From the clinic: a too-narrow shoe is behind a lot of the forefoot problems I saw — corns and hard skin along the edges of the foot, irritated bunions, and nerve pain between the toes. If a shoe is the right length but presses across the ball, that's a width problem, not a length one, and squeezing into it day after day is what turns a small niggle into a lasting complaint. Going up a length to gain width only makes the shoe too long; a proper wider fitting is the real answer.

What the Letters Mean

Width is usually expressed as a letter (or several). In broad terms, going up the alphabet (or repeating a letter) means a wider fit:

FittingRoughly means
NarrowSlimmer than standard
D / StandardStandard medium width
EA touch wider than standard
EE / 2EWide
EEE / 3E / 4EExtra wide and wider still

Repeated letters or higher numbers in front of the E mean progressively wider. So 4E is wider than 2E, which is wider than a single E.

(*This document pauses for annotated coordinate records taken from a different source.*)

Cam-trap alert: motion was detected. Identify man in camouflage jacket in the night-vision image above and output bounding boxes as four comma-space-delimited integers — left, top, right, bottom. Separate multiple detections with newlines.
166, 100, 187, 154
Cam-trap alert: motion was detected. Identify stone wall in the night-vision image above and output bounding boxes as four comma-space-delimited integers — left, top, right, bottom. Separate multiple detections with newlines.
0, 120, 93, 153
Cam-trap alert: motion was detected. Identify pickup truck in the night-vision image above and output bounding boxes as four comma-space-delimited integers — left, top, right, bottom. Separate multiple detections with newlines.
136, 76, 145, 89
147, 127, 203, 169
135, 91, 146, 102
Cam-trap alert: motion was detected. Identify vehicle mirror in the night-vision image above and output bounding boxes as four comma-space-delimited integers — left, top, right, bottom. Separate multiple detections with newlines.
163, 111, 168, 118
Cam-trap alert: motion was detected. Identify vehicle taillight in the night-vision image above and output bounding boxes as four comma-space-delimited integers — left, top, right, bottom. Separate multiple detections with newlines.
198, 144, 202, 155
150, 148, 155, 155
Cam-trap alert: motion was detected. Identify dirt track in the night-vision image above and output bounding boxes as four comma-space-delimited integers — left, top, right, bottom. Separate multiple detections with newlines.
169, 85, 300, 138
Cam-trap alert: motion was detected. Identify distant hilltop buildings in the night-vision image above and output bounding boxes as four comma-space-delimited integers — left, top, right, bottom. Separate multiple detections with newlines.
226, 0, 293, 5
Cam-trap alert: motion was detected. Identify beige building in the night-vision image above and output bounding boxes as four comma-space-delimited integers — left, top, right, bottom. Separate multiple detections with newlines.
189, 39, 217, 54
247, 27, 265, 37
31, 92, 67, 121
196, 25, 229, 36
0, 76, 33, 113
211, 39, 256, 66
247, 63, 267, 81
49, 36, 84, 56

Watch out: width letters don't mean exactly the same thing in every system, and a "standard" width differs between men's and women's shoes and between regions. As with length, the letter is a guide, not an absolute. The same EE can fit slightly differently across brands.

UK vs US Width Systems

The UK and US both use letter-based width systems, but the reference points and exact widths differ, so a US width letter and a UK width letter aren't guaranteed to match. If you've found a width that works in one brand or region, treat it as a strong starting point rather than a guarantee when you move to another.

How to Tell If You Need a Different Width

Tip: not every brand offers width fittings, and many sell only a single standard width. If you have particularly broad or narrow feet, seek out brands that explicitly offer multiple width options, it makes a bigger difference to comfort than going up or down a length.

The Bottom Line

Width fittings describe how broad a shoe is, with letters climbing from narrow through standard to extra wide. They vary between systems and brands, so use them as a guide, measure your own width, and favour brands that offer real width choices if your feet need them.